Imágenes de páginas
PDF
EPUB

XII.] I have no doubt that opes is intended to conjure up the image of piled-up wares and waggon-loads choking up the thoroughfares, and would unhesitatingly have translated it by glut were it not that that word could only be carried off by a change of form in the verse and translating beatae as glittering, which, although partially justified by Orelli's paraphrase opulenta ac splendida, I felt would be flying off too wide from the text, to venture on. Smoky, busy, noisy Rome is evidently what is intended: the very identical epithets that I lately saw applied to London in some penny newspaper.

12.] The common rendering of opes and beatae makes beatae redundant and reduces opes to the position of a tame elephant between two wild ones. It must be, I think, clear to any unprejudiced mind that beatae is simply ironical or sub-ironical, and 'fumum et opes strepitumque' a phrase of collective disparagement.

15.] For sound and poetical effect, I should of course prefer 'the' to their wrinkled brow of care,' but it seems imperative to preserve the distinct antithesis between divitibus and pauperum, which disappears in Conington's and other of the current renderings.

18.] The reciter will please pronounce the c hard like k, for the sake of supporting the final sound of back in the 4th line. Notice too in 1. 5, ante, how the initial word of this line, besides touching up the colour in off in the same line, lends a very sensible support to the final word in the line following.

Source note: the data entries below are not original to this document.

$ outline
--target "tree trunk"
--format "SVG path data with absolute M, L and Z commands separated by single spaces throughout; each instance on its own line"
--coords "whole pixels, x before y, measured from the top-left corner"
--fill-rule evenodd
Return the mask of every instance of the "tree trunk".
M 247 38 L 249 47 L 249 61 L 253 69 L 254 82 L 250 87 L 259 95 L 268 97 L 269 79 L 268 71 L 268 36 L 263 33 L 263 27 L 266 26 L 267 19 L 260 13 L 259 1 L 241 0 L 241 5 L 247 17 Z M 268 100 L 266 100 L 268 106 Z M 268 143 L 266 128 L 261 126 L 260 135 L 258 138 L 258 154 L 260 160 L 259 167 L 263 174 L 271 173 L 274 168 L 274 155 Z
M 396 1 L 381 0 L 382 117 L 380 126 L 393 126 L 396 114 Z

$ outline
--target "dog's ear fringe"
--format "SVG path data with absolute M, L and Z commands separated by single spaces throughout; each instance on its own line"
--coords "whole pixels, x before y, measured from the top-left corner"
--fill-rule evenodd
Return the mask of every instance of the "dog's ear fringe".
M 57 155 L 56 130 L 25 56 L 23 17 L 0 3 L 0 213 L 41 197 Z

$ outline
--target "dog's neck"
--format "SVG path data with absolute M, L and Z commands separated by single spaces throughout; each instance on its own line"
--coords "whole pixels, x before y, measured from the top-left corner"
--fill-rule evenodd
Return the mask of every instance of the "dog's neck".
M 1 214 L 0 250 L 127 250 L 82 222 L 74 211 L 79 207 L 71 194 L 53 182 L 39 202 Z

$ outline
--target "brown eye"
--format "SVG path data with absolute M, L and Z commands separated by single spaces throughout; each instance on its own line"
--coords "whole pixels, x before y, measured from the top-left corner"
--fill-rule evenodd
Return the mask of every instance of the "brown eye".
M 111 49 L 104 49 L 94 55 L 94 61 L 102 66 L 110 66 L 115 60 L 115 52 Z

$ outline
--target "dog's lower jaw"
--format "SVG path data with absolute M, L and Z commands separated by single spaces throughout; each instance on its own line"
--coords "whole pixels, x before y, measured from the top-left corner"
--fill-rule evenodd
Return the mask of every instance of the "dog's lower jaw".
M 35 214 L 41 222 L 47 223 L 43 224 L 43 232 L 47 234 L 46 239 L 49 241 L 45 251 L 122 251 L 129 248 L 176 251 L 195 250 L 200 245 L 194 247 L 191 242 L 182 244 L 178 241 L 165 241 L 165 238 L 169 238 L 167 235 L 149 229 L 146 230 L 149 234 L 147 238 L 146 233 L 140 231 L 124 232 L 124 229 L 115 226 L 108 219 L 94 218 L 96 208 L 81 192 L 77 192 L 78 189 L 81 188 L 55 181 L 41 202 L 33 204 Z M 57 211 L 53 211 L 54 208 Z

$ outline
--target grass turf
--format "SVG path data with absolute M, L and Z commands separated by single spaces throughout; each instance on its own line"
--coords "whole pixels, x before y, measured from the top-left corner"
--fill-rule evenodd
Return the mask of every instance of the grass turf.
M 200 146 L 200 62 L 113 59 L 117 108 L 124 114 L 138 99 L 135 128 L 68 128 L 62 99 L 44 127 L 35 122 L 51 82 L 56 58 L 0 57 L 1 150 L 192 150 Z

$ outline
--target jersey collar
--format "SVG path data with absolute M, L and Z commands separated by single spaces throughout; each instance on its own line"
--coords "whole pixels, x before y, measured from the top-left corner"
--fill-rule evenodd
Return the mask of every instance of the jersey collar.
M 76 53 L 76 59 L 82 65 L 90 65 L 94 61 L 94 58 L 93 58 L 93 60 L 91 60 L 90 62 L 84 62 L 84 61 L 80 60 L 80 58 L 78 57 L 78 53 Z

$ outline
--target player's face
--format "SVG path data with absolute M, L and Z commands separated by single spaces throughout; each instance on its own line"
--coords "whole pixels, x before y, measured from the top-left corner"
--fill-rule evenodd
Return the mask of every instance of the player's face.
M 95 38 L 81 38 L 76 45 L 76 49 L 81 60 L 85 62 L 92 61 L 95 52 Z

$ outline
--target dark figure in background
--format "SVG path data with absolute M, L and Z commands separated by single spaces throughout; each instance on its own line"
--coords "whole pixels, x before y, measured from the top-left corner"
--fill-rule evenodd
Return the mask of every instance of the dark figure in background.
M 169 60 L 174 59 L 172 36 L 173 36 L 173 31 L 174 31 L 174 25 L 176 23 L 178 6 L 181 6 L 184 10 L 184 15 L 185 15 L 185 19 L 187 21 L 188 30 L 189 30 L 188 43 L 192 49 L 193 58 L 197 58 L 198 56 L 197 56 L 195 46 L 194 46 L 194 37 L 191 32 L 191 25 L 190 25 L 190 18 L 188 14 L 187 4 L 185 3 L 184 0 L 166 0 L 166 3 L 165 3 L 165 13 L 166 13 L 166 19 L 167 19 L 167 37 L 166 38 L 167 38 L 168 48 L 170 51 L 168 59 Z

23.] I believe horridus in English public schools is usually translated prickly, which appears rather unmeaning. I suspect that in some way or another it must refer to the particular state of the woods at the time of year in question. In my state of ignorance as to its exact signification I have deemed it permissible to translate the word according to sound and blind association (not disdainful even of that suggested by the prickly hoar-frost) instead of sense.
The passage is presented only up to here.